AbbVie’s rheumatoid arthritis drug, upadacitinib, is the company’s big plan to manage the inevitable loss of sales from Humira, as biosimilars begin to take chunks out of its market space. Only last month, the FDA approved Boehringer Ingelheim’s Cyltezo as a biosimilar to the drug – joining Amgen’s Amjevita.

These plans have not been derailed but safety concerns are now going to dog the drug until further data is released after two patients were reported to have died whilst receiving upadacitinib in a Phase 3 trial. AbbVie reported that one patient in the 30mg dose group exhibited symptoms including fever and diarrhoea who then suffered heart failure. On the other patient, AbbVie could not give any reasons for the cause of death.
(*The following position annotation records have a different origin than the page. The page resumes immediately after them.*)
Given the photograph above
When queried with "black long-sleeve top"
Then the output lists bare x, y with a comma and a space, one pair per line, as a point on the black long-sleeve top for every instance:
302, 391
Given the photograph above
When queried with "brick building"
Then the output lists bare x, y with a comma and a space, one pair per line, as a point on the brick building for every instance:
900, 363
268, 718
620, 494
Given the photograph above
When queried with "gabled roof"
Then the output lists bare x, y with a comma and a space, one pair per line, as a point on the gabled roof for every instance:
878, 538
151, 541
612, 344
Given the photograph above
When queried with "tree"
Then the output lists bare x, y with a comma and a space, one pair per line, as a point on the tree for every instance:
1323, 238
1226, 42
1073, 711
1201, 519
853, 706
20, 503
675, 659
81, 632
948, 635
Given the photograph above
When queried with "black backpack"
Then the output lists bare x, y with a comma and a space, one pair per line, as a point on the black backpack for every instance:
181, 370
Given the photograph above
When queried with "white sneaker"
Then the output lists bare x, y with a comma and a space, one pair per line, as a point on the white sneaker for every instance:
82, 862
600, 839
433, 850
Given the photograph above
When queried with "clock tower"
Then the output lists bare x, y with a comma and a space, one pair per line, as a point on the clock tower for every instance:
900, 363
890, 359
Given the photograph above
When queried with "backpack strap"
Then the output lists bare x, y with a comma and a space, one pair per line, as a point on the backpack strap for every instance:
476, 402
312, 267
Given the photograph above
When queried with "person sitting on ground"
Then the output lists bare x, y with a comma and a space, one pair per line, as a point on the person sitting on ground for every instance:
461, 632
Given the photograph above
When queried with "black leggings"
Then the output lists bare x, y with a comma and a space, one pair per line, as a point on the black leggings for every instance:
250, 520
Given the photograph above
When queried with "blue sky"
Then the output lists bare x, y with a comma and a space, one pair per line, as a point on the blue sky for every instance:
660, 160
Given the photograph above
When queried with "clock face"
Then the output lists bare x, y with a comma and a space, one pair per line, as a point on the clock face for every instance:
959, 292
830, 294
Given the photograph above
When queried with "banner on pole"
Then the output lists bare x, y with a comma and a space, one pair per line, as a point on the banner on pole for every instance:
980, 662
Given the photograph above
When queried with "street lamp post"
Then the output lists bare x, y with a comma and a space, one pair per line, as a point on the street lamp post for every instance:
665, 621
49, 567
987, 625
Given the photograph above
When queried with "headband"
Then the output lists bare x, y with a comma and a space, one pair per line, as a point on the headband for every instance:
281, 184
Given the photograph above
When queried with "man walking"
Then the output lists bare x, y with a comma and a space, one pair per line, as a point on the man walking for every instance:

The press release announcing the results of the trial understandably concentrated on the strong data shown by the drug and suggested that the safety profile of the drug remained consistent with previously trials.

Upadacitinib is a JAK1-selective inhibitor that was being trialled in moderate to severe rheumatoid arthritis who had not adequately responded to treatment with biologic DMARDs. The therapy managed to meet all of the study’s primary and secondary endpoints, signalling a promising drug for the company but now it will have to reassure both regulators and investors that the deaths were not related to the drug.

“We are very pleased with the positive results for upadacitinib in the SELECT-BEYOND trial. Particularly exciting is the proportion of patients who achieved clinical remission by week 12 and 24, despite having inadequate responses with previous biologic therapies,” said Michael Severino, Executive Vice President, Chief Scientific Officer, AbbVie. “Together with previously reported results from SELECT-NEXT, these data further support the potential for upadacitinib to be a meaningful treatment option for rheumatoid arthritis patients. We continue to build upon our leadership in immunology as we advance the development program for upadacitinib across a broad range of immune-mediated diseases.”

The company reported that further results from the trial will be presented at a future medical meeting and would be published.